Neste caso concreto, não há risco de, por exemplo, uma empresa que queira comercializar o genérico de um medicamente que ainda esteja protegido pela patente se atreva a fazê-lo aproveitando o novo mecanismo que venha aqui a ser criado, porque a penalização que teria mais tarde, quando um verdadeiro detentor de patente conseguisse provar que a patente ainda estava em vigor e, consequentemente, obter uma vultuosíssima indemnização, significaria para quase todas as empresas que produzem genéricos o encerramento.
Portanto, aqui «o medo guarda a vinha»; ninguém se atreverá a entrar no mercado com um pedido de comercialização de medicamento genérico se não tiver a certeza absoluta de que a patente, de facto, já caducou e que só expedientes inaceitáveis estão a procurar prolongá-la.
Este aspecto é importante, porque os pontos de vista da segurança jurídica e do mercado dos medicamentos devem ser tidos em conta.
Finalmente, queria ainda referir-me a uma outra matéria que aqui foi abordada pelo Sr. Ministro — a questão das descomparticipações e das comparticipações. É evidente que todos os anos há comparticipações e descomparticipações, aliás, até há um período anual em que é obrigatória a revisão das comparticipações dos medicamentos, que este ano foi obnubilado pelo governo do Partido Socialista para não ter de baixar os preços de uma série de medicamentos à indústria farmacêutica.
O problema, Sr. Ministro, é que, ao contrário do que acontece em muitas situações, em que medicamentos são indevidamente comparticipados porque não têm benefício terapêutico que o justifique, no caso que está
em cima da mesa, que é o da pílula, não há nenhuma razão de saúde pública, nenhuma razão no que se refere à utilidade do medicamento para que seja considerada qualquer descomparticipação. Só há razões economicistas, só há razões de poupança e, porque a política de saúde não pode ser feita a partir de uma folha de cálculo num qualquer programa informático, temos de olhar primeiro para as pessoas e para o seu direito de acesso aos medicamentos e só depois para os custos e para a necessidade de melhor utilizar o dinheiro.

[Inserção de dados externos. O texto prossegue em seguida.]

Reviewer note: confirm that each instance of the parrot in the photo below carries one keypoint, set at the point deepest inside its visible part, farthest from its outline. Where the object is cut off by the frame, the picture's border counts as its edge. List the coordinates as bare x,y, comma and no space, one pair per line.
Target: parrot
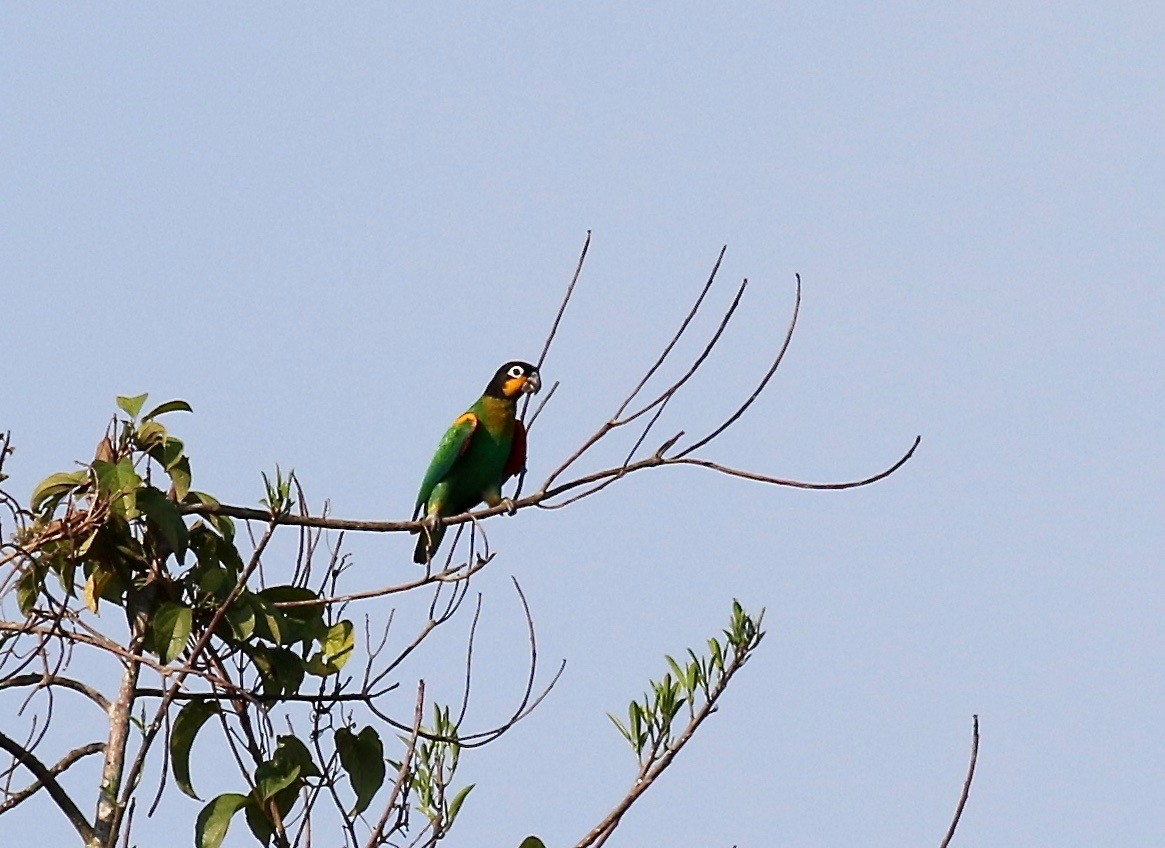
484,449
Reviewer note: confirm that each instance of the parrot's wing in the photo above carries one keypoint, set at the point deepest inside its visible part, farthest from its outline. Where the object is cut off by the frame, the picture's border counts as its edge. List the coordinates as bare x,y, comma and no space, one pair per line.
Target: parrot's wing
515,464
452,445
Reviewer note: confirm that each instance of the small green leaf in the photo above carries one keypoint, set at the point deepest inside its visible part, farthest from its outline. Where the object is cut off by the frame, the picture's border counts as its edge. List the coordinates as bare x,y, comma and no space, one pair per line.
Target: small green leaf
287,669
171,628
29,588
299,623
118,485
240,616
132,405
339,643
292,750
186,726
181,478
622,728
269,623
168,407
273,776
454,806
166,516
98,581
259,821
362,757
213,821
57,486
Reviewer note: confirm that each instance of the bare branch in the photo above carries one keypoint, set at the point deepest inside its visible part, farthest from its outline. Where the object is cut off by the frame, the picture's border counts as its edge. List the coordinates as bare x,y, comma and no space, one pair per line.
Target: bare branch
402,775
61,765
760,388
966,783
49,781
57,680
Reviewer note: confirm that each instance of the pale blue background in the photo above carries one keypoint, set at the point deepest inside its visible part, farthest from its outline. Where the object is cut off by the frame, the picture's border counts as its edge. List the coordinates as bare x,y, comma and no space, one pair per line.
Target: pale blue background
325,226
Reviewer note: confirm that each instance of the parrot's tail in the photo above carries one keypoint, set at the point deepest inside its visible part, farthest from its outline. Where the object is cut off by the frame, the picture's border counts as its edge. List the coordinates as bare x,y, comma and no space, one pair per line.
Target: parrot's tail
426,545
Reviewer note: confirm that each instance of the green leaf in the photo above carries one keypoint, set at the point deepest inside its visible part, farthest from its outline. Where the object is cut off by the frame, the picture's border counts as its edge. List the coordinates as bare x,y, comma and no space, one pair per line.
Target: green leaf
186,726
96,586
181,478
269,624
57,486
240,617
118,485
221,523
362,757
213,821
29,588
292,750
454,807
259,821
273,776
132,405
339,643
168,407
166,516
287,671
622,729
299,623
171,628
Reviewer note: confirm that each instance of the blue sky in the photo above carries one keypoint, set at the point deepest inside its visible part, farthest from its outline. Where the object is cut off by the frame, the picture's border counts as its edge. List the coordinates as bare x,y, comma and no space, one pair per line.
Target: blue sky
325,226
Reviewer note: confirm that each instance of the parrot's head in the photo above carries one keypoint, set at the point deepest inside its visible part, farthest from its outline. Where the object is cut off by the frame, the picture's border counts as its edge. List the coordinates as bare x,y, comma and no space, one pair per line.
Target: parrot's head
514,379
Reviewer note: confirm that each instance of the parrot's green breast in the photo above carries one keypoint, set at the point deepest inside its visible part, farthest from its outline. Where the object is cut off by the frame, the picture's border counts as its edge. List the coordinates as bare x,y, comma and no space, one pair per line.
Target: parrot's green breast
481,467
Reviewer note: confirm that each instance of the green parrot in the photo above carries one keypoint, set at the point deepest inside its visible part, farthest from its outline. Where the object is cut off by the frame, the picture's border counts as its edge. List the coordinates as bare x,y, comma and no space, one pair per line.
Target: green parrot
484,449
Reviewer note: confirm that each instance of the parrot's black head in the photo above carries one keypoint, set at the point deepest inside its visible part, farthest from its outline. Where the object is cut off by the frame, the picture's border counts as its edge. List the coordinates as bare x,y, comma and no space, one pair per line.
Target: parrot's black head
514,379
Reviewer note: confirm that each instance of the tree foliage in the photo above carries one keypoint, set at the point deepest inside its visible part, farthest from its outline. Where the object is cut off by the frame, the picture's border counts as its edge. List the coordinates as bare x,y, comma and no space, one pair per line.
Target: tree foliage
125,559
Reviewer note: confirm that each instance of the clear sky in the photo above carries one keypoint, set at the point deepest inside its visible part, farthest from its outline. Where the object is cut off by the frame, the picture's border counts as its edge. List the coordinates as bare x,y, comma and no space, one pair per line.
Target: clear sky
325,225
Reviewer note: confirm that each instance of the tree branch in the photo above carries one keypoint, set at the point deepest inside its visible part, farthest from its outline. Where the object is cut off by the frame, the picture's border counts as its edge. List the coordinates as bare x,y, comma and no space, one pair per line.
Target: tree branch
966,783
57,680
46,776
62,765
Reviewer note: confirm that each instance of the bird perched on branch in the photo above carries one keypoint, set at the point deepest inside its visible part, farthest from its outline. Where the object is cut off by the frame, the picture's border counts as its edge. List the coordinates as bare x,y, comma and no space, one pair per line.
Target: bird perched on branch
484,449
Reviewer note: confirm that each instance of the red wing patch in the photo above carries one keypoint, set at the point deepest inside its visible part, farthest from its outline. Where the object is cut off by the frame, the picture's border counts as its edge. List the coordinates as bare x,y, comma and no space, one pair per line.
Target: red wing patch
515,464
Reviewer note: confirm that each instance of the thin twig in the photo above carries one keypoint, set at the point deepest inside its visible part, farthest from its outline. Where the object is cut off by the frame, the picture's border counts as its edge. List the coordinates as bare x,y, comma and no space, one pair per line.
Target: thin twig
966,783
46,776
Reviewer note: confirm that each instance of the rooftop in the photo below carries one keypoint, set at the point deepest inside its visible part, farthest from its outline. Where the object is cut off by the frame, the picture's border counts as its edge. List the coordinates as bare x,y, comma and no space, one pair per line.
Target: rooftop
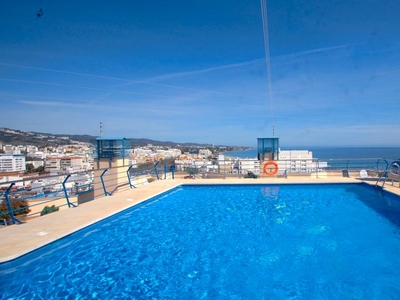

Porém, o que o Governo faz é exactamente o contrário, ou seja, corta na despesa, independentemente da consequência para a saúde pública. O que dizemos é que é preciso preservar a saúde pública utilizando bem os dinheiros públicos e não cortando cegamente, como, pelos vistos, o Governo se prepara para fazer em matéria de pílula contraceptiva.